Measures of capacity predict individual differences in cognitive ability, including scholastic aptitude, intelligence, and aging-related cognitive change 1 and 2. Moreover, changes in working memory capacity accompany neurological and psychiatric disease [3] and may underlie behavioral Venetoclax research buy and cognitive deficits associated with these disorders [4]. However, just as the world is dynamic, so is the working memory system adapted
to address these dynamics. Thus, control processes are required in order to rapidly and selectively store information in memory (input control), to rapidly and selectively deploy subsets of that information for use in behavior (output control), and to selectively eliminate an obsolete representation from memory when its predicted utility declines (reallocation). Such control functions would seem to be crucial for strategically making use of capacity-limited working memory. And indeed, though less understood, individual differences in these control processes could be equally or even more important than the size of a static capacity for intellectual ability. Though still in its early stages, the last few years have yielded rapid advances in our understanding of how the brain solves the input, output, and allocation control problems facing working memory. These experiments have associated all three functions
with interactions between frontal and basal HSP phosphorylation ganglia systems.

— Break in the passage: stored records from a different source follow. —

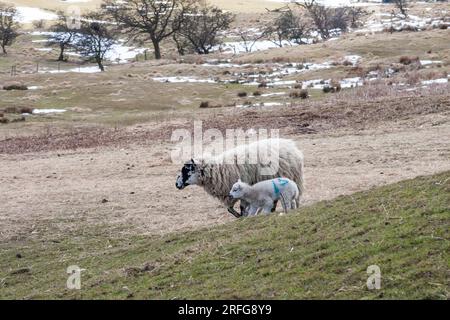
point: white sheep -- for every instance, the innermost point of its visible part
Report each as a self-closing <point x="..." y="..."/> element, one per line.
<point x="217" y="175"/>
<point x="262" y="195"/>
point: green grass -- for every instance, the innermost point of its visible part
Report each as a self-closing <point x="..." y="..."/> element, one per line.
<point x="322" y="251"/>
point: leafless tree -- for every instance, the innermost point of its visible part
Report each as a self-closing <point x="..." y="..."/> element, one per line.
<point x="8" y="26"/>
<point x="154" y="20"/>
<point x="95" y="38"/>
<point x="201" y="27"/>
<point x="63" y="34"/>
<point x="249" y="38"/>
<point x="288" y="26"/>
<point x="402" y="6"/>
<point x="326" y="19"/>
<point x="355" y="15"/>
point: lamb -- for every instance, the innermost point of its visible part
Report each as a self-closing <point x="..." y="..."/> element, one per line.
<point x="217" y="175"/>
<point x="262" y="195"/>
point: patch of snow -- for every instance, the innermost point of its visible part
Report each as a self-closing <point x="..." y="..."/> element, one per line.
<point x="29" y="14"/>
<point x="90" y="69"/>
<point x="47" y="111"/>
<point x="182" y="80"/>
<point x="435" y="81"/>
<point x="427" y="62"/>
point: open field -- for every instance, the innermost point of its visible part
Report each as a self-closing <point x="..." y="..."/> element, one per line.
<point x="92" y="183"/>
<point x="321" y="252"/>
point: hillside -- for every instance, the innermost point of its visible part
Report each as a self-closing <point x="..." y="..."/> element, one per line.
<point x="322" y="251"/>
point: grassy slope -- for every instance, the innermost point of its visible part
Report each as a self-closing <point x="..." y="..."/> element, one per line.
<point x="321" y="252"/>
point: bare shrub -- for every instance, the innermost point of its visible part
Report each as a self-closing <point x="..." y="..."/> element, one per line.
<point x="406" y="60"/>
<point x="8" y="26"/>
<point x="204" y="104"/>
<point x="15" y="87"/>
<point x="262" y="84"/>
<point x="39" y="24"/>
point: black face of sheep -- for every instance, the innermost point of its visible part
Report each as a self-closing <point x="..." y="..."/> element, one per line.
<point x="187" y="176"/>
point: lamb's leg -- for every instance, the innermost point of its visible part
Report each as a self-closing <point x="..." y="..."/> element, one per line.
<point x="286" y="205"/>
<point x="230" y="208"/>
<point x="274" y="206"/>
<point x="254" y="211"/>
<point x="234" y="212"/>
<point x="244" y="208"/>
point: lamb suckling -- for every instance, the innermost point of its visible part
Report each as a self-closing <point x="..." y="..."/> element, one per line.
<point x="262" y="195"/>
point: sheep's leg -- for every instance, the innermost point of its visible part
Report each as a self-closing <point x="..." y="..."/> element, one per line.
<point x="231" y="203"/>
<point x="244" y="208"/>
<point x="285" y="204"/>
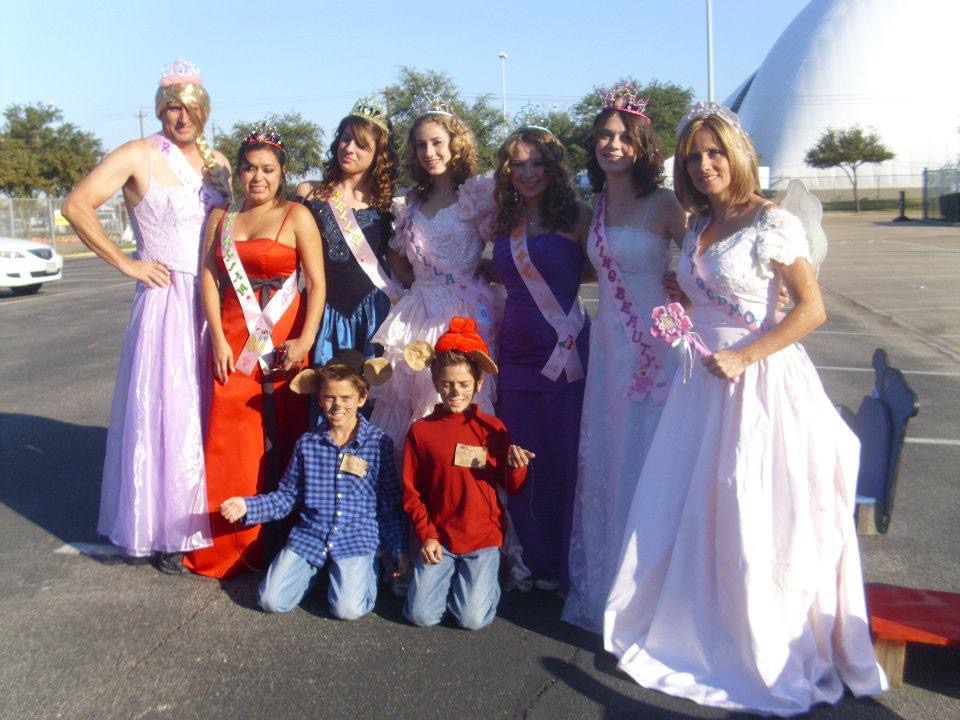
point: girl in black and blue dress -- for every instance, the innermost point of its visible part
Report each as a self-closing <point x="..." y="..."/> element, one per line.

Below, we review this work to outline an account of how the brain manages working memory. There is a clear parallel between the problems addressed by working memory control processes ADP ribosylation factor and the fundamental
challenges faced by an animal’s motor system. Consider the task of hunting for dinner. For example, a predator must program motor actions on the basis of transiently observed information about prey (input control); maintain these programs until the time is right, enacting only the most appropriate motor program at that time (output control); and finally, refrain from perseveratively considering outdated motor programs, should the prey escape (reallocation; Figure 1a). Thus, demands on selective encoding, maintenance, utilization, and clearing of information face a variety of species. This similarity motivates the search for neural solutions that might also be shared across species. Indeed, recent phylogenetic analyses show that the basal ganglia (BG) has been highly conserved evolutionarily — all its major structures preserved since their debut in an unknown ancestor common to all vertebrates [5]. This conservation of structure may attest to the BG’s efficacy in solving the action selection problems faced by many species. One way to describe the dynamics of this selection function is as a gate that regulates the passage of information from one neural circuit to another [6], such as in the case of motor selection, between thalamus and motor cortex.